I pick it up awkwardly and thank her.

Does she think her husband is capable of murder? You’d never know such a thing was hanging over this house. Everyone wears their manners so well, as if their breeding is a shield against outsiders.

Our families have a lot in common that way.

“You just go on up, sugar,” she says, taking the tray. “I’ll have Becky bring this up to you with some snacks in a minute.”

“I can get it,” I say, taking it back. I don’t want to be rude, but I’m not used to having literal servants around. I feel like I’ve suddenly stepped into the eighteen hundreds.
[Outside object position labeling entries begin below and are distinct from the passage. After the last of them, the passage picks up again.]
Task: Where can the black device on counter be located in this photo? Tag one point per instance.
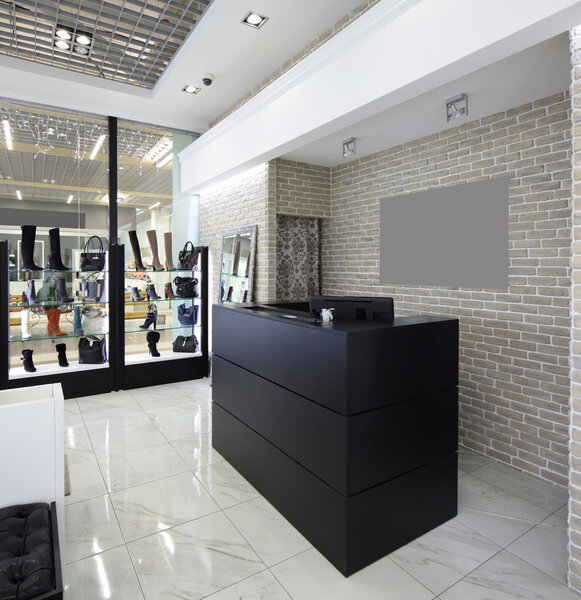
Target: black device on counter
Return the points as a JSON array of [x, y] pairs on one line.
[[367, 308]]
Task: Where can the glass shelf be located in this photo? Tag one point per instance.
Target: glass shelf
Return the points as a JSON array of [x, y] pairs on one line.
[[57, 303], [145, 301], [41, 337], [163, 328]]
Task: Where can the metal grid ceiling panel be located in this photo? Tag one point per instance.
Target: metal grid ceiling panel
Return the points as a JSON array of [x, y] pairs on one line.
[[132, 42]]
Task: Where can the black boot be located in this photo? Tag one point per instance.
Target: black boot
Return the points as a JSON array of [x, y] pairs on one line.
[[152, 339], [61, 290], [27, 361], [151, 293], [62, 352], [55, 262], [149, 319], [27, 248], [136, 251]]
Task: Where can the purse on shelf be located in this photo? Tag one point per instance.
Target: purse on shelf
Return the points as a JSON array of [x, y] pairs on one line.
[[93, 289], [93, 260], [186, 344], [188, 257], [92, 351], [94, 320], [187, 315], [186, 287]]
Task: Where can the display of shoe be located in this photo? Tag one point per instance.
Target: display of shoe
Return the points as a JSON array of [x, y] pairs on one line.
[[62, 355]]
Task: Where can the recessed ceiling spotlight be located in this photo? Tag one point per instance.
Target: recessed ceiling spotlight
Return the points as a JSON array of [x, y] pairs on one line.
[[254, 20], [64, 33], [191, 89]]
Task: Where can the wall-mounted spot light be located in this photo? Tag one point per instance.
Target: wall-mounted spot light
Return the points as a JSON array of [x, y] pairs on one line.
[[456, 107], [190, 89], [254, 20], [348, 147]]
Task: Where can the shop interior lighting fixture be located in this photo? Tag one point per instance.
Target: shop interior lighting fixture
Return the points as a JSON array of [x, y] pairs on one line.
[[254, 20], [456, 107], [164, 161], [97, 146], [348, 147], [7, 133]]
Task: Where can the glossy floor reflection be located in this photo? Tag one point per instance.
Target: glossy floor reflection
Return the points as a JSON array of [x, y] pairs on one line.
[[155, 513]]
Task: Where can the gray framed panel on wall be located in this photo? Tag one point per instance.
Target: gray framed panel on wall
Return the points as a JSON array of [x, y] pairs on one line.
[[454, 236]]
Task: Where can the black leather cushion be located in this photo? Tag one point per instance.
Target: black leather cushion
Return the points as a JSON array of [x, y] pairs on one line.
[[26, 561]]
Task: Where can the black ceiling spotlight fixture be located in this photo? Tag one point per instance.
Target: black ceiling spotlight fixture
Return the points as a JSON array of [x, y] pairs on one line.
[[254, 20]]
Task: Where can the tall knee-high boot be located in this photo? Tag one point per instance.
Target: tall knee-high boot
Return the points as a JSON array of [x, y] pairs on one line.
[[168, 252], [53, 328], [54, 260], [136, 251], [27, 248], [24, 323], [152, 237]]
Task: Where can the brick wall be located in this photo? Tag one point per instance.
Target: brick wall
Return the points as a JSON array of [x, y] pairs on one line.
[[514, 345], [575, 430], [245, 200]]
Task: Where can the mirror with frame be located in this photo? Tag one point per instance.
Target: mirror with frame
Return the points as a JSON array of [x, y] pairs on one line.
[[237, 265]]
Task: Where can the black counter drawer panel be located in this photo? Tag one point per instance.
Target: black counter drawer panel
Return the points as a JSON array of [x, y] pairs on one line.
[[387, 442], [310, 434], [400, 363], [310, 362]]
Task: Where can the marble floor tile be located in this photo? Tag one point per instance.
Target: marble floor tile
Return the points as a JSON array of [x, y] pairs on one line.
[[121, 400], [271, 536], [197, 451], [262, 586], [121, 471], [106, 576], [507, 577], [86, 481], [125, 439], [193, 560], [469, 461], [152, 507], [526, 486], [309, 576], [112, 418], [478, 495], [182, 426], [544, 547], [225, 484], [90, 528], [444, 555]]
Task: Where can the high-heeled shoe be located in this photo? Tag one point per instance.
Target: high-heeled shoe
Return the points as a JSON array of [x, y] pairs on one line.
[[149, 319], [53, 328], [151, 293], [135, 296], [169, 291], [61, 290], [152, 339], [31, 292]]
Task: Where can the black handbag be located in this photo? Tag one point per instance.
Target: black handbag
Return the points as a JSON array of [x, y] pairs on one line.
[[186, 287], [93, 260], [92, 350], [93, 289], [188, 257], [186, 344], [188, 315]]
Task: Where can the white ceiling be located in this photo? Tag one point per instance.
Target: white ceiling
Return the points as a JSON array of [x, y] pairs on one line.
[[534, 73], [240, 58]]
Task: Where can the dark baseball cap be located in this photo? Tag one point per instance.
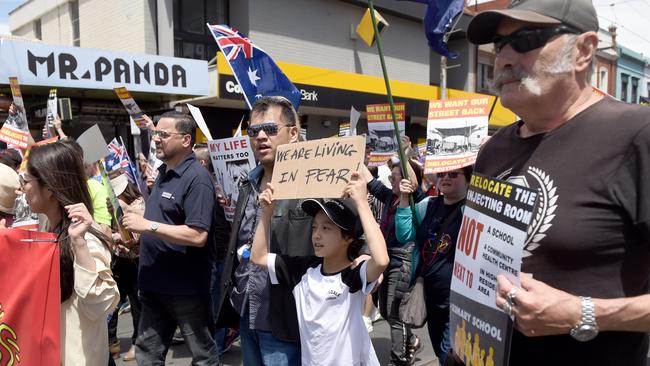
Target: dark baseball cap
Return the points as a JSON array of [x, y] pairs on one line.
[[341, 211], [578, 14]]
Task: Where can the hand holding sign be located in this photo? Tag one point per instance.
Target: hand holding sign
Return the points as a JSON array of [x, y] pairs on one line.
[[539, 309]]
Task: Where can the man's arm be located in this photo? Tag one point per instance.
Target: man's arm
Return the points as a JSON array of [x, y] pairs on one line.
[[543, 310]]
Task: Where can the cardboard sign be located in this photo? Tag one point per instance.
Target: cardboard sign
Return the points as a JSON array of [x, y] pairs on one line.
[[15, 131], [455, 130], [93, 144], [317, 168], [232, 159], [131, 106], [381, 131], [490, 242]]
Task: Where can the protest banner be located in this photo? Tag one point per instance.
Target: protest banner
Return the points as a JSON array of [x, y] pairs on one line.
[[490, 242], [455, 129], [30, 298], [232, 159], [383, 143], [52, 112], [15, 131], [131, 106], [317, 168]]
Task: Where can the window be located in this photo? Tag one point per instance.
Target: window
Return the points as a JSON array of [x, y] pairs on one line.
[[74, 16], [484, 77], [37, 29], [191, 37]]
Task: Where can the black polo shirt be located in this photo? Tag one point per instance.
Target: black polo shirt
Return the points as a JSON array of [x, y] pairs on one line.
[[183, 195]]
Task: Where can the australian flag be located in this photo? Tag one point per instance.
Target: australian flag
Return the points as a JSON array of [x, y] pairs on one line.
[[119, 158], [254, 70], [439, 17]]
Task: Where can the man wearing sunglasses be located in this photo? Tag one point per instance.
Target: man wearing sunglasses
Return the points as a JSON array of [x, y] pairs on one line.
[[268, 325], [180, 229], [588, 249]]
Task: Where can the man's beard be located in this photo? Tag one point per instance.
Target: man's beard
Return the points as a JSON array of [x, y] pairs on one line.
[[562, 64]]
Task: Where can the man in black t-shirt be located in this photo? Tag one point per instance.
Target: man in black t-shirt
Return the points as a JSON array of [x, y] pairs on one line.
[[586, 299]]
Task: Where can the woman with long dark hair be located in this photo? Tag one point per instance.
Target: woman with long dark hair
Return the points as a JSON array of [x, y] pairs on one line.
[[55, 185]]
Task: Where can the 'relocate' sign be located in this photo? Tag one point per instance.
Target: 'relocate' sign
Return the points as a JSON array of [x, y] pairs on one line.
[[75, 67]]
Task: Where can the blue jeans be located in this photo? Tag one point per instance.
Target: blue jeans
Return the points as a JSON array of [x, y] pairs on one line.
[[262, 348], [158, 319]]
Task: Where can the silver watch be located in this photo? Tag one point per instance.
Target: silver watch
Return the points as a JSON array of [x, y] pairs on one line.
[[587, 329]]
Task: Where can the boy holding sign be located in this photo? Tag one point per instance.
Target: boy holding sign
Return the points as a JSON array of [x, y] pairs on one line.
[[329, 294]]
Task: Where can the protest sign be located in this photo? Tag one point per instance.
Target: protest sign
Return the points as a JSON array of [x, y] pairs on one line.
[[317, 168], [15, 131], [455, 129], [131, 106], [232, 159], [198, 117], [52, 112], [383, 144], [30, 298], [490, 242]]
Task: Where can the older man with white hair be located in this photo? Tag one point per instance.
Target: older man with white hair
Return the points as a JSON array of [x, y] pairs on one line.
[[586, 299]]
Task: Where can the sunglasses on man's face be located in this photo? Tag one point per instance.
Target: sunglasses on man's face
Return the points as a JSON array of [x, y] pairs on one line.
[[450, 174], [269, 128], [529, 39]]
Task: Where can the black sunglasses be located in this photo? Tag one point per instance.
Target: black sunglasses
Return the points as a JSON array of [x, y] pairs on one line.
[[269, 128], [528, 39], [450, 174]]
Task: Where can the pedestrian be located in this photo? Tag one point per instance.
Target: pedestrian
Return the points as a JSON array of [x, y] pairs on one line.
[[55, 185], [435, 236], [586, 299], [180, 229], [329, 294]]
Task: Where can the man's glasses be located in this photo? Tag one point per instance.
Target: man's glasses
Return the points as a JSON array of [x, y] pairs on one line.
[[450, 174], [165, 134], [269, 128], [528, 39]]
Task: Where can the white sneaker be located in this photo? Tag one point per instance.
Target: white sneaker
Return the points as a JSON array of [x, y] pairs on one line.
[[368, 323]]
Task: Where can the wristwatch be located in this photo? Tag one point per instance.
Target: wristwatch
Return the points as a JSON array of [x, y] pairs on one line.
[[587, 329]]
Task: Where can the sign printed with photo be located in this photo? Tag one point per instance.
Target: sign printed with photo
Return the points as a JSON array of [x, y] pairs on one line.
[[316, 168], [490, 242], [232, 159], [131, 106], [381, 131], [455, 130], [15, 131]]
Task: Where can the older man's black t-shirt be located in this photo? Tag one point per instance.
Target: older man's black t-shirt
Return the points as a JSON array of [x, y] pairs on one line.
[[591, 233]]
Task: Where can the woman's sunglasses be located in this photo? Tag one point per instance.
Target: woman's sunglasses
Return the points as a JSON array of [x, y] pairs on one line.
[[528, 39]]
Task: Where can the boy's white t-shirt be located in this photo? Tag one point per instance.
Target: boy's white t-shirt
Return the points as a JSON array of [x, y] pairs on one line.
[[329, 307]]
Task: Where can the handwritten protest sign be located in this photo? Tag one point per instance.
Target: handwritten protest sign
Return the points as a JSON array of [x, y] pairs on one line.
[[131, 106], [382, 132], [15, 131], [232, 159], [317, 168], [455, 129], [490, 242]]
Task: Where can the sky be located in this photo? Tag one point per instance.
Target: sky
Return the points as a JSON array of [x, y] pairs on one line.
[[632, 18]]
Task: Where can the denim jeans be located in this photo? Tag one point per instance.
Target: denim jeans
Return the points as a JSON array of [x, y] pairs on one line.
[[160, 315], [260, 348]]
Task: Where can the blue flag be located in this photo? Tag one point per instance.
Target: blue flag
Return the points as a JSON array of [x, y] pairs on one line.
[[439, 17], [254, 70]]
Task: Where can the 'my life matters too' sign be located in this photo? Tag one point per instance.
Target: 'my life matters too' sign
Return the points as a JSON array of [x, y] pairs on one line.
[[74, 67]]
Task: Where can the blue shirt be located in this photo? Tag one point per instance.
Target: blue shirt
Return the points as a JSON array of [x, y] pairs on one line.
[[182, 195]]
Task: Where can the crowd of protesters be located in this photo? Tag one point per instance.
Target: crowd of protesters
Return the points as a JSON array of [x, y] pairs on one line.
[[291, 278]]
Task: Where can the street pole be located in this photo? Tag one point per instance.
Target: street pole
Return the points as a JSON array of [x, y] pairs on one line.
[[402, 156]]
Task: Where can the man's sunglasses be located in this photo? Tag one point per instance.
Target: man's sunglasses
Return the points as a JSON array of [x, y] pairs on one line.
[[269, 128], [528, 39], [450, 174]]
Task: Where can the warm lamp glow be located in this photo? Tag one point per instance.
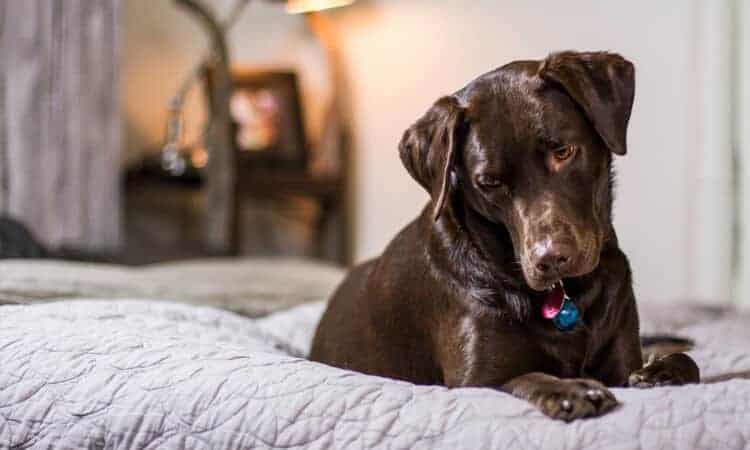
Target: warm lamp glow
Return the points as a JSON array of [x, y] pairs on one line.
[[303, 6]]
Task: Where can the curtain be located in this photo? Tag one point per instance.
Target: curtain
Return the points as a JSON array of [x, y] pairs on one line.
[[60, 120]]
Back in Connecticut, we had a maid who came to clean our house once a week, but Lindsey has full-time help who lives at her house.

I feel even more awkward around the maid than around Mrs. Darling. I stand there for a second, not sure if she’s going to give me the snacks to bring up too. When she doesn’t, I head upstairs, praying Lindsey and Chase are done fighting.

I’m halfway up the winding staircase when Lindsey’s brother appears at the top. I want to turn around and run back to the kitchen, but I force myself to keep climbing.

Preston’s eyes lock on me with keen interest as he descends, like a hawk who spotted a rabbit in the grass. He’s wearing a pair of low-slung, cream sweats and a black sleeveless workout shirt that clings to his muscular body and reminds me exactly how strong he is, even with one of his forearms in a cast. He’s also hot, if you can ignore the calculating look in his eyes.

The cops are clearly investigating the wrong Darling man. Preston might as well walk around waving a red flag because there’s no way he’s not a stone-cold sociopath.

He watches me a second, waiting for me to take in every angular edge of him—elbows, shoulders, sharp chin, sharp nose, sharp eyes, the points of his spiked-up hair. It’s as if he’s made up of a series of blades, every one of them potentially lethal.

The tray rattles in my hands, and he scoffs and reaches down, plucking up one of the glasses. The balance shifts, and I almost drop the others, adjusting my hands just in time to keep the whole thing from toppling down the stairs.

Preston takes a sip, his eyes locked on mine as if waiting for me to stop him. I’m frozen in place, though. The things I’ve heard about Willow Heights boys flash through my mind.

Entitled assholes…

Bad news…

Treat girls like disposable fuck dolls…

“You can’t replace her, you know,” he says.

“What?”

“Destiny,” he says, taking another sip. “You can’t replace her. You’re nothing like her. She could have been a spy, but you’re not even smart enough to be a rat, are you? You’re… Nothing.”